Nesses dias recebi mensagem de Isabela Santos de Almeida, do Instituto de Letras da Universidade Federal da Bahia:

“Escrevo para dizer que a pesquisa com os textos teatrais censurados continua avançando e desta vez, estou desenvolvendo o projeto intitulado “O teatro amador nas periferias de Salvador”, em estágio de pós-doutorado na Uneb. Meu propósito é estudar a dramaturgia produzida pelos grupos periféricos de teatro amador durante a ditadura, contexto em que desponta o Grupo de Teatro do Calabar. Quando conversamos em 2016 , no Instituto de Letras, junto com a Profa. Rosa, o sr. trouxe alguns elementos para a reconfiguração dessa cena e eu iniciei as leituras discutindo o texto “A negra resistência”, em um artigo que está no prelo (veja no anexo). Gostaria de saber se o sr. teria interesse em conversar mais sobre o tema ou se teria materiais referentes ao grupo (recortes de jornais, diferentes versões dos textos teatrais, fotografias, cartazes etc). Como estudamos o processo de produção, circulação e recepção dos textos, numa perspectiva sócio-histórica, tudo o que for a eles relativos nos interessa. Profa. Dra. Isabela Santos de Almeida, do Instituto de Letras/UFBA.

Respondi que conversar poderia. Quanto aos materiais solicitados para ajudar em sua pesquisa, longe de casa estou sem condições de socorrer a colega. Alguma alma nobre por aí?

Calabar tempos atrás. Eu vim daí…

Primeiramente encenada em comunidades, “A Negra Resistência” estreou nos palcos de Salvador em 1985. Trata do levante antiescravagista liderado pelos malês, negros sudaneses, na Bahia exatamente 150 anos antes, em janeiro de 1835.

Para produzir o texto este escrevinhador ralou a bunda meses a fio nas cadeiras do Arquivo Público da Bahia, na Baixa de Quintas, onde os anais da devassa, processos judiciais e sentenças dos condenados encontravam-se já deteriorando-se.

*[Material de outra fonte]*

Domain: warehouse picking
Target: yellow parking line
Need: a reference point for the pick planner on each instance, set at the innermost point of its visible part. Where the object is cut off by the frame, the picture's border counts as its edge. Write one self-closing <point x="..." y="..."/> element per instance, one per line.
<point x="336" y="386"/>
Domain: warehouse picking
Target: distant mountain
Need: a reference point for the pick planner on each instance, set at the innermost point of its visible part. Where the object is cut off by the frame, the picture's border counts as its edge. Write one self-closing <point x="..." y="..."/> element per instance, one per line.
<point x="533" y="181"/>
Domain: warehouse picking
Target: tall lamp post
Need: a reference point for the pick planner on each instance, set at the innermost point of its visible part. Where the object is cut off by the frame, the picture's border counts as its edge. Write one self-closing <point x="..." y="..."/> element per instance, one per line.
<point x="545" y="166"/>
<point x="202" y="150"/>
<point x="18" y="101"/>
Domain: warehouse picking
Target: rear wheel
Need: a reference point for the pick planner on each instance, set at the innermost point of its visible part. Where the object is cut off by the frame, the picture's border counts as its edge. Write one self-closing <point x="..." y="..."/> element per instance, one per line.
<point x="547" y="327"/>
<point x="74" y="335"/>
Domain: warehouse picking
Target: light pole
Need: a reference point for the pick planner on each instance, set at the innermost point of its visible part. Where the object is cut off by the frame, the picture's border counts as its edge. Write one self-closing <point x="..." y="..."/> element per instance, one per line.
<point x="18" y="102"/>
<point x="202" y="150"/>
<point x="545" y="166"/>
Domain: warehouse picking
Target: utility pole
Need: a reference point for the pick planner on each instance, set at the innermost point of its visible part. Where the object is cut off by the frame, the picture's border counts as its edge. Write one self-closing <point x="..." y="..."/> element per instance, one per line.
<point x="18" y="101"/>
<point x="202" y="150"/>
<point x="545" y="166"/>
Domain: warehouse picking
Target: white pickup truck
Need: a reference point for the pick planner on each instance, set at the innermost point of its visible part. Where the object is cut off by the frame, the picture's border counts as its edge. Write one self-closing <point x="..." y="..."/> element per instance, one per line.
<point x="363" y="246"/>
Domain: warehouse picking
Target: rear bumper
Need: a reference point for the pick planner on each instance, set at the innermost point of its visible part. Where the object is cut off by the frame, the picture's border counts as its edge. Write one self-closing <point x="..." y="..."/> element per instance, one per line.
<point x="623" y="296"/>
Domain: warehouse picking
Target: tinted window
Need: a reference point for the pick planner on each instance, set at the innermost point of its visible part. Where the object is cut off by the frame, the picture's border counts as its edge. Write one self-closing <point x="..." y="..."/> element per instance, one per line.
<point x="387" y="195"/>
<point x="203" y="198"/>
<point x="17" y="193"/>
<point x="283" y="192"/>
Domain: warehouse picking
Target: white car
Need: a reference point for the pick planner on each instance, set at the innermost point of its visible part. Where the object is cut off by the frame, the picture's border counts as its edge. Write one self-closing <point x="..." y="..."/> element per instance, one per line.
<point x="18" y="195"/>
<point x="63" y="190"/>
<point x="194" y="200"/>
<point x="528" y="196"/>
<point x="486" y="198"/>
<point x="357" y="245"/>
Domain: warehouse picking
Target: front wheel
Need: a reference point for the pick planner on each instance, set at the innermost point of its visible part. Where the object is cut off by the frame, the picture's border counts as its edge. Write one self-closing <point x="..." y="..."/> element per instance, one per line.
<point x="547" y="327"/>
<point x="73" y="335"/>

As elites brancas de mando, sempre elas, consideraram provavelmente o mais temerário movimento de subversão da ordem vigente no Brasil. Repercutiu em todo o país, provocando debates inflamados nos parlamentos locais e da capital do Império, Rio de Janeiro.

Deputados e Senadores de diversas correntes políticas, em pânico, produziram a partir dali todo um conjunto de leis mais repressivas à presença de negros e negras nos espaços públicos, restringindo sua circulação por todo o território pátrio.

Professora Isabela Almeida examina criticamente o texto de “A Negra Resistência” em seu artigo. Clique aqui e leia.

O assunto foi tema do historiador João José Reis, que deve ter assistido a encenação do Grupo de Teatro do Calabar, lançando anos seguintes a obra que projetou sua carreira, Rebelião Escrava no Brasil: A Historia do Levante dos Males em 1835, fortemente embasada naqueles anais.

Talvez alguém mais, acessando este post, possa colaborar com o pós-doc da professora Isabela Almeida. Em arquivos de jornais baianos e também no acervo da hemeroteca da Biblioteca Comunitária do Calabar, recentemente organizada em projeto de uma equipe de História da UFBA com o Centro de Estudos e Ação Social (Ceas), é provável que se encontre o que ela precisa.

Como “A Negra Resistência” foi também encenada no Teatro do Icba, Corredor da Vitória, assim como na Sala do Coro do TCA e, se não falha a memória, no Teatro Miguel Santana, no acervo dessas instituições talvez subsista alguma coisa.